By default, Condor does all accounting on a per-user basis, and this accounting is primarily used to compute priorities for Condor's fair-share scheduling algorithms. However, accounting can also be done on a per-group basis. Multiple users can all submit jobs into the same accounting group, and all of the jobs will be treated with the same priority.
To use an accounting group, each job inserts an attribute into the job ClassAd which defines the accounting group name for the job. A common name is decided upon and used for the group. The following line is an example that defines the attribute within the job's submit description file:
+AccountingGroup = "group_physics"
The AccountingGroup attribute is a string, and it therefore must be enclosed in double quote marks. The string may have a maximum length of 40 characters. The name should not be qualified with a domain. Certain parts of the Condor system do append the value $(UID_DOMAIN) (as specified in the configuration file on the submit machine) to this string for internal use. For example, if the value of UID_DOMAIN is example.com, and the accounting group name is as specified, condor_userprio will show statistics for this accounting group using the appended domain, for example
Effective
User Name Priority
------------------------------ ---------
group_physics@example.com 0.50
user@example.com 23.11
heavyuser@example.com 111.13
...
Additionally, the condor_userprio command allows administrators to remove an entity from the accounting system in Condor. The -delete option to condor_userprio accomplishes this if all the jobs from a given accounting group are completed, and the administrator wishes to remove that group from the system. The -delete option identifies the accounting group with the fully-qualified name of the accounting group. For example
condor_userprio -delete group_physics@example.com
Condor removes entities itself as they are no longer relevant. Intervention by an administrator to delete entities can be beneficial when the use of thousands of short term accounting groups leads to scalability issues.

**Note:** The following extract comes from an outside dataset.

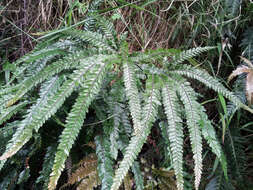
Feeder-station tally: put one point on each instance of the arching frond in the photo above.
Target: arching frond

Note that the name of an accounting group may include a period (.). Inclusion of a period character in the accounting group name only has relevance if the portion of the name before the period matches a group name, as described in the next section on group quotas.
The use of group quotas modifies the negotiation for available resources (machines) within a Condor pool. This solves the difficulties inherent when priorities assigned based on each single user are insufficient. This may be the case when different groups (of varying size) own computers, and the groups choose to combine their computers to form a Condor pool. Consider an imaginary Condor pool example with thirty computers; twenty computers are owned by the physics group and ten computers are owned by the chemistry group. One notion of fair allocation could be implemented by configuring the twenty machines owned by the physics group to prefer (using the RANK configuration macro) jobs submitted by the users identified as associated with the physics group. Likewise, the ten machines owned by the chemistry group are configured to prefer jobs from users associated with the the chemistry group. This routes jobs to execute on specific machines, perhaps causing more preemption than necessary. The (fair allocation) policy desired is likely somewhat different, if these thirty machines have been pooled. The desired policy does not tie users to specific sets of machines, but to numbers of machines (a quota). Given thirty similar machines, the desired policy allows users within the physics group to have preference on up to twenty of the machines within the pool, and the machines can be any of the machines that are available.
A quota for a set of users requires an identification of the set; members are called group users. Jobs under the group quota specify the group user with the AccountingGroup job ClassAd attribute. This is the same attribute as is used with group accounting.
The submit file syntax for specifying a group user includes both a group name and a user name. The syntax is
+AccountingGroup = "<group>.<user>"The
group is a name chosen for the group.
Group names are case-insensitive for negotiation.
Group names are not required to begin with the
string "group_",
as in the examples
"group_physics.newton" and "group_chemistry.curie",
but it is a useful convention,
because group names must not conflict with user names.
The period character between the group and the user name is
a required part of the syntax. NOTE: An accounting
group value lacking the period will cause the job to not
be considered part of the
group when negotiating, even if the group name has a quota.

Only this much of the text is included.